El gigante, al que tenía que haber reconocido casi en seguida, había cambiado y estaba casi irreconocible. Llevaba la cabeza envuelta en sucios vendajes, y en lugar de la chaqueta amplia y negra de siempre, tenía las espaldas cubiertas por un pegajoso ungüento que parecía barro y olía a agua estancada.

—Feliz encuentro, feliz encuentro —dijo el doctor Talos—. Nos hemos estado preguntando qué habría sido de ti. —Calveros indicó con una leve inclinación de la cabeza que en realidad era Dorcas quien se lo había estado preguntando; creo que yo hubiera podido adivinarlo sin esa insinuación.

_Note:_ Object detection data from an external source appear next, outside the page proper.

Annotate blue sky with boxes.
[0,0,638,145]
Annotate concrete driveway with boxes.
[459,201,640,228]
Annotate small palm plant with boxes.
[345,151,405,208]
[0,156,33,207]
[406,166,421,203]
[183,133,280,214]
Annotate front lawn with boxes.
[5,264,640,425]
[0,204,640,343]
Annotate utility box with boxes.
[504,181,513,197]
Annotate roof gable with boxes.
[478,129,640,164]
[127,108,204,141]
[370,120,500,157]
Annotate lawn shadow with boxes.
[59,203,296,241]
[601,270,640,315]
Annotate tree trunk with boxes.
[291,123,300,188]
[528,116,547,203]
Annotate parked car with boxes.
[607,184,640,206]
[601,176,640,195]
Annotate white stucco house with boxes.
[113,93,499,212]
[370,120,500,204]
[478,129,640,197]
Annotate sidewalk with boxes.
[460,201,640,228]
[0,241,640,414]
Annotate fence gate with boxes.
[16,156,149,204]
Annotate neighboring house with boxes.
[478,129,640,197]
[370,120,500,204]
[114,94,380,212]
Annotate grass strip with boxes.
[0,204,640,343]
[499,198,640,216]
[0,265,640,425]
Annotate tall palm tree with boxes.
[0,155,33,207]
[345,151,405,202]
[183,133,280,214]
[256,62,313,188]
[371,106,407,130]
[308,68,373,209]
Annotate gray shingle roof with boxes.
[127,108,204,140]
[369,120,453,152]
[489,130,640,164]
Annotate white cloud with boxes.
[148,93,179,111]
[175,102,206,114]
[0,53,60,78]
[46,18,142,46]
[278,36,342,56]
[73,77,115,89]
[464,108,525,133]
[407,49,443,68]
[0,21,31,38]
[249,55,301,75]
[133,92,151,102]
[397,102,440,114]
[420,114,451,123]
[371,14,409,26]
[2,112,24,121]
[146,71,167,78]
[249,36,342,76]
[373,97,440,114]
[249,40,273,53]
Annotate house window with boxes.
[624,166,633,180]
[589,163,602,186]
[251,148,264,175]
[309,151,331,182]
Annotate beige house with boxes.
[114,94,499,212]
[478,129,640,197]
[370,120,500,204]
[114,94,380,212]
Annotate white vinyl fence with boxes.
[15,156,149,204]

—Estuve corriendo —les dije—. Y sé que Dorcas también. Me sorprende que no os mataran a todos vosotros.

—Casi lo hicieron —admitió el doctor asintiendo con un movimiento de cabeza.

Jolenta se encogió de hombros, de modo que este sencillo movimiento pareció una exquisita ceremonia.

—Yo también corrí. —Se sostuvo los pechos con las manos.— Pero mi constitución no es para eso, ¿verdad? En fin, que en la oscuridad choqué contra un exultante que me dijo que no siguiera corriendo, que él me protegería. Pero después llegaron unos spahis (cómo me gustaría atar esos animales a mi carruaje algún día, eran tan hermosos), y con ellos venía un alto oficial de esos que no están interesados en las mujeres. Tuve entonces la esperanza de que me llevaran ante el Autarca, cuyos poros apagan el brillo de las mismísimas estrellas, como casi sucede en la obra. Pero obligaron a irse a mi exultante y de nuevo volví al teatro donde estaban él —hizo un gesto hacia Calveros— y el doctor. El doctor estaba poniéndole una pomada y los soldados iban a matarnos, aunque yo veía que en realidad no querían matarme a mí. Después nos dejaron ir, y aquí estamos.

El doctor Talos añadió: —Encontramos a Dorcas al amanecer. Mejor dicho, ella nos encontró, y desde entonces hemos estado viajando lentamente hacia las montañas. Lentamente, pues a pesar de encontrarse mal, Calveros es el único capaz de cargar con nuestros accesorios, y aunque nos hemos deshecho de muchas cosas, quedan algunas otras que debemos guardar.

Dije que me sorprendía oír que Calveros sólo se encontraba mal, pues estaba convencido de que había muerto.

—El doctor Talos lo detuvo —dijo Dorcas—. ¿No es cierto, doctor? Y así fue como lo capturaron. Es sorprendente que no los mataran a los dos.

—Pues ya veis —dijo sonriendo el doctor Talos que todavía estamos entre los vivos. Y, aunque algo desmejorados, somos gente rica. Enséñale a Severian el dinero, Calveros.

Con gesto doloroso, el gigante cambió de postura y alzó una abultada bolsa de cuero. Miró al doctor como si esperara nuevas instrucciones y después desató las cuerdas y vertió sobre su mano enorme una lluvia de crisos recién acuñados.

El doctor Talos cogió una de las monedas y la alzó a la luz.

—Imagina un hombre de una villa pesquera junto al Lago Diuturna, ¿cuánto tiempo dedicaría a levantar paredes, por esta moneda?

Dije: —Supongo que al menos un año.

—¡Dos! Día a día, invierno y verano, llueva o haga sol, siempre que la cambiemos por piezas de cobre, como haremos un día. Tendremos cincuenta de esos hombres para reconstruir nuestra casa. ¡Espera hasta que la veas!

Calveros añadió con su voz pesada: —Si es que quieren trabajar.

El doctor pelirrojo giró hacia él: —¡Trabajarán! He aprendido algo desde la última vez, tenlo por seguro.